Pancetta is exactly the same but it needs to be rolled up first. Get someone to hold it together nice and tight while you are tying or use some metal skewers to hold it in place and then tie. For extra security you can buy some netting to put over the top to keep everything nice and snug.
- Pepper, juniper, garlic, bayleaf, rosemary
- Brown sugar, juniper, garlic, bayleaf, thyme, pepper, curing salt (for rolled pancetta).
- Chilli, smoked or sweet paprika
Making Salami and sausage
There are as many types of salami in Italy as there are towns, provinces, villages and families!
Two main things change the flavour of a salami… the first is how big or small you grind the meat and the second obviously depends on the spices you use. Never put anything into a salami that you wouldn’t normally eat on a BBQ or from the oven. The method for making all kinds of salami remains the same
- Cut the meat into strips and then chunks that are large enough to fit into your mincer.

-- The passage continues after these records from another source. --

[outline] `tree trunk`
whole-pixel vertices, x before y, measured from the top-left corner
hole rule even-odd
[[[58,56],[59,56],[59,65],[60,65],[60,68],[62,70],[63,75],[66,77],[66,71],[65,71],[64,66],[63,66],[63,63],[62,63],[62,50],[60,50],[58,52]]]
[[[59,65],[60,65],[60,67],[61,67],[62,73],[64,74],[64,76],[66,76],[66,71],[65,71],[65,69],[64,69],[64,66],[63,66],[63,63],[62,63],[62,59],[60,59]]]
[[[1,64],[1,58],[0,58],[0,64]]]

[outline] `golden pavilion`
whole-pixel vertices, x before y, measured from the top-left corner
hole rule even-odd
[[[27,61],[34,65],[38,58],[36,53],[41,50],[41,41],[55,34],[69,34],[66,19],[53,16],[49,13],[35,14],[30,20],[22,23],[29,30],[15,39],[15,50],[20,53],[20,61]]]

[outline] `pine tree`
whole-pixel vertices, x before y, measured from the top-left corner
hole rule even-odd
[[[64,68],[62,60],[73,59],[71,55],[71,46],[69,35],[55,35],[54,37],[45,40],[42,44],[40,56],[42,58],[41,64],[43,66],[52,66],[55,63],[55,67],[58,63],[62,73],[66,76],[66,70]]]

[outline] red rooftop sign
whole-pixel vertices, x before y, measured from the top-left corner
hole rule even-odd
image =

- Mince the meat. You can use whatever size cutter that you like. Generally a large size is used for bigger salami and a smaller cutter for smaller salami. Remember that larger salami take longer and are more difficult to cure. Sausages are cut very fine
NOTE: it is important that your meat is cold. Sometimes it is good to partially freeze the meat. If the meat is too hot, you will get smearing on your mincer, which is when all the meat kind of sticks to the blades and comes out soggy. If this happens stop immediately and clean you blades and start again. This can also happen if the blades are blunt. Some people like to mince the meat twice… this is a matter of preference
- Season the mea To do this we lay all the meat out on top of a table into a single layer. Measure your spices and have them ready. Sprinkle the meat with half of your seasonings. Then using your hand as a shovel, scoop sections of the meat up and flip it over like a pancake until all the meat is turned. Now season the other side. Remember that as a general rule
Meat from the leg 100%
Back fat 25%
Total meat + fat now =100%
Salt 2.8% (multiply by meat in grams 0.0280)
Curing salt 0.25% (multiply meat in grams by 0.0025)
Black Pepper 2% (multiply meat in grams by 0.0200)
Other Spices 1% (multiply meat in grams by 0.0100)
- Massage the meat. Now we have to rub the meat to work the proteins and make the meat sticky. This prevents air pockets when filling salami and is very important. It will also help distribute the seasonings evenly. In small quantities you can use the paddle attachment on a cake mixer for this step. In our case though I like to have one person on either side of the table, and working along we rub the meat back and forth against itself. You should do this for at least 20 mins and you will see the meat becomes tacky. Alternatively you can put the meat into a tub and punch it with the same effect.
Taste your meat! Crank the BBQ and make some rissoles. Only cook them to medium and taste your seasonings
- Ball the meat. We then get the meat and make nice big compact balls… about two handfuls of meat. This makes the filling the sausage filler easier and helps prevent airbubbles
- Fill the skins. Pack your sausage filler tightly. Once person should turn the handle, while the other threads the skins. Take you skin, either synthetic or fresh and thread it on to the nozzle. Fill the skins, making sure that you turn slowly and ensure that the skins are packed tightly. If using fresh skins, a back and forth motion when filling will stop breakages as it helps to follow the natural curve of the skin.
- Tie Up. Now we tie either our sausage or salami. Usually a knot at both ends is fine. You may like to thread your sausages, and if making big salami or sopressata it is advisable to tie them like a roast or add netting to aid with drying.